DİYANET-SEN
KKTC Din Gör-Sen Genel Kurulu’na Tam Kadro Katılım
Diyanet-Sen Genel Başkanı Mehmet Bayraktutar ve yönetim kurulu üyeleri Kıbrıs Din Gör-Sen’in 5. Olağan Genel Kurul toplantısına katıldı. Toplantıda bir konuşma yapan Başkan Bayraktutar Diyanet-Sen ile Kıbrıs Din Gör-Sen’in kardeş sendikalar olduğunu belirterek ihtiyaç duyulan her alanda bu kardeşliği ve yardımı sürdürmeye devam edeceklerini söyledi
Din Gör-Sen’in Kıbrıs’ta büyük bir misyonu yerine getirdiğine dikkati çeken Bayraktutar “Çünkü Din Gör Sen, 600 yıl dünyaya huzur, barış ve adalet dağıtmış olan bir ecdadın görüşüdür. Din Gör Sen, tarih boyunca özgürlüğün, adaletin, hoşgörünün öncüsü olmuş bir medeniyetin görüşüdür. Şu an öyle bir topraklardayız ki, hemen arkamızda Kıbrıs seferiyle ilgili olarak Peygamberimiz (sav)’in rüyasında müjdelediği Allah dostu Hala sultan Hazretlerinin türbesi var.
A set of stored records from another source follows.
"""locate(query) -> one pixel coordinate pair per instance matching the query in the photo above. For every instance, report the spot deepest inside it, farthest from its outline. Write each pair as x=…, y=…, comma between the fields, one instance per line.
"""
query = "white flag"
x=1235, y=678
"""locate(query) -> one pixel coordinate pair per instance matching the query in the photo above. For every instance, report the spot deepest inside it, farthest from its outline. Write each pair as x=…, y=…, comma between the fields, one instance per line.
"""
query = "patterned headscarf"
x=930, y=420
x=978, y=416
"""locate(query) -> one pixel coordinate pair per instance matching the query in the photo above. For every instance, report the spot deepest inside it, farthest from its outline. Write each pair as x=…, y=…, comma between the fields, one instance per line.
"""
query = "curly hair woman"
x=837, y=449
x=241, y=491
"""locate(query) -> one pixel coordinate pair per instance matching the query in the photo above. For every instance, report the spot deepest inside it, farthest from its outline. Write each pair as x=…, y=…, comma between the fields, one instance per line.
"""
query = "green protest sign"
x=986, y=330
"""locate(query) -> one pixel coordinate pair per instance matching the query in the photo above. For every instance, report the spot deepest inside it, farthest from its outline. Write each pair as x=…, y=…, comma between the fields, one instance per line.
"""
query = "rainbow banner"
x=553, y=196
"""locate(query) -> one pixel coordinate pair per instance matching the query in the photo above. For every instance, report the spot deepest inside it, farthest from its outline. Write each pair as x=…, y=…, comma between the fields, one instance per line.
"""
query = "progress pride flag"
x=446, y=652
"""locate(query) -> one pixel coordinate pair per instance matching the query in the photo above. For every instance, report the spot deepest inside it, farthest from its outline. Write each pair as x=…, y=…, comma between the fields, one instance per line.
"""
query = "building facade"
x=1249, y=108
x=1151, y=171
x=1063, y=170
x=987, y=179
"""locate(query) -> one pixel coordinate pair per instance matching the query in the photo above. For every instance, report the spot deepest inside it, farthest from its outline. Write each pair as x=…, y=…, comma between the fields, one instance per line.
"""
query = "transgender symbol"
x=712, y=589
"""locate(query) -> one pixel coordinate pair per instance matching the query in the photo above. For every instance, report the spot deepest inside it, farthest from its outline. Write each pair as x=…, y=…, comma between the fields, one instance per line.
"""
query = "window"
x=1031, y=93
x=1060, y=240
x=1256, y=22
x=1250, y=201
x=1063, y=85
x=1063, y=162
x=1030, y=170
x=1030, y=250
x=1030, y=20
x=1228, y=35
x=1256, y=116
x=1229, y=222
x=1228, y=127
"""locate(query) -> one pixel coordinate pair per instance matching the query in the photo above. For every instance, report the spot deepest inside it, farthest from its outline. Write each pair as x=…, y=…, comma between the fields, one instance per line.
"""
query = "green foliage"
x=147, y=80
Yine ötemizde, büyük İslam kahramanı Hz Ömer’in (Komutan Serdar Ömer) ve altı silah arkadaşının türbesi , Kırklar Türbesi , 1974 Barış hareketinde 560 şehidin, yüzlerce sahabenin ve Yani Ashabı Kiram'ın yattığı manevi bir iklimin tam ortasındayız. Tâa Hz Osman'dan îtibâren asırlar boyu Kıbrıs, dâimâ Müslümanların îmâr ettiği bir ada olmuştur. Sultan 2. Selim tarafından fethedildikten sonra da her şeyiyle tamâmen Müslüman-Türk kimliği kazanmıştır. Peygamberimizin süt teyzesi Hala Sultan Türbesi'nden, Lala Mustafa Paşa Câmii'ne kadar Kıbrıs, Müslüman ve Türk kimliğini birlikte taşımış bir Akdeniz adasıdır. Kıbrıs'taki İslâm varlığının en eski izidir Hala Sultan Tekkesi. Tıpkı İstanbul'daki Eyüp Sultan Türbesi gibi. 1. Dünya Savaşı'na kadar, Larnaka yakınlarından geçen Osmanlı gemileri, top atışlarıyla selâmlardı Hala Sultan Tekkesi'ni. Sizler bu toprakların hem geçmişini hem de geleceğini temsil ediyorsunuz. İdeallerin yerini ihtirasların aldığı, değerlerin yozlaştırıldığı bir dönemde, yeni bir Dünya umudunu sizler zinde tutuyorsunuz. Bu yüzden bu salona bakınca içim içime sığmıyor. Çünkü ben bugün burada yeniden Milli Mücadelenin şahlanışını görüyorum.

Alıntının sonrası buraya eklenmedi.